(Editor's note: This story has been corrected to clarify that the drug-and-alcohol-counseling company referenced below is named AAC Holdings and has a ticker symbol of AAC. It is not ACC, which is the ticker symbol of an unrelated stock, American Campus Communities.)
If I didn't already enjoy some wine in the evening, Stanley Druckenmiller's recent uber-bearish presentation at the Sohn conference would have made me take up drinking -- and here are two stocks to sell if you agree with him.
Now, I know that many "perma-bulls" will point out all of the reasons why Druckenmiller is wrong to be so bearish, but how many of them have earned 30% a year over their careers (as Druckenmiller has)? When someone who's been right a lot makes a major call, it's borderline foolish not to at least consider the person's point of view.
Druckenmiller summed up his bearish thesis at the conference by saying:
"If we have borrowed more from our future than any time in history and markets value the future, we should be selling at a discount, not a premium to historic valuations.
It is hard to avoid the comparison with 1982, when the market sold for 7x depressed earnings with dozens of rate cuts and productivity rising going forward vs. 18x inflated earnings, productivity declining and no further ammo on interest rates."
I have a hard time arguing with those conclusions, especially in light of the lack of safe, cheap stocks available today. In fact, I think most of us should spend at least as much time looking for stocks that can lead the way lower as we do searching for today's hard-to-find bargains.
So, I recently screened for companies that trade at high multiples but have deteriorating financial conditions and prospects.
I searched for companies that trade at 40x or more earnings and have Piotroski F-scores of 4 or lower (indicating that their intermediate outlook is poor). But I eliminated names that trade below book value, so as to avoid selling stocks that might have undervalued assets and could be bargains.
The list I came up with are stocks that could be disasters if the market turns lower for a sustained period. Let's check some out:
AAC Holdings (AAC)
This firm is in what would appear to be a growth industry, offering drug- and alcohol-addiction services on both an inpatient and outpatient basis.

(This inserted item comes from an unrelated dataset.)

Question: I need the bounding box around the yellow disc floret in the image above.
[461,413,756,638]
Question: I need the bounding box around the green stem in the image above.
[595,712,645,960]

AAC operate 26 facilities around the United States and is in growth mode. It's been acquiring and/or building new facilities and has seen increases in admissions over the past year.
Now, I have no doubt that with addiction problems growing, the firm can increase admissions going forward. However, I'm not sure AAC can make much money doing so. Profit margins are currently below 5%, and the company only has a single-digit return on equity in spite of its growth.
AAC also has a lot of debt on its balance sheet, with a debt-to-equity ratio of almost 1.0. And the firm's F-score is just 2, which means you're paying a lot for what's an average business at best.
The stock's current price-to-earnings ratio is also a hefty 44, while the forward P/E is 22. In other words, the shares are already priced for perfection -- but there's a lot that can wrong for AAC. So, I see no reason to own this stock at current prices.
Limoneira Co. (LMNR)
When life hands you lemons, sometimes all that you get is lemons -- and that could turn out to be the case for agriculture firm Limoneira Co.
LMNR's primary product is lemons, although it does have orange and avocado operations as well. The company also leases residential and commercial properties, while another division does real estate development.
However, most of Limoneira's operations are in California, where water for farms is a serious concern. Management addressed this issue in its latest 10K filing, saying that "if the current drought conditions persist or worsen or if regulatory responses to such conditions limit our access to water, our business could be negatively impacted by these conditions and responses in terms of access to water and/or cost of water."
LMNR's F-score is just 3, indicating poor prospects. But the stock's earnings multiple is sky-high at 64x trailing-twelve-month profits and 34x projected forward results.
The Bottom Line
I don't know if Stanley Druckenmiller will be proven correct about the market's direction, but I do know that he's been right a lot more than he's been wrong.
And if he's right this time, I don't want to be caught owning stocks that combine poor fundamentals with high multiples!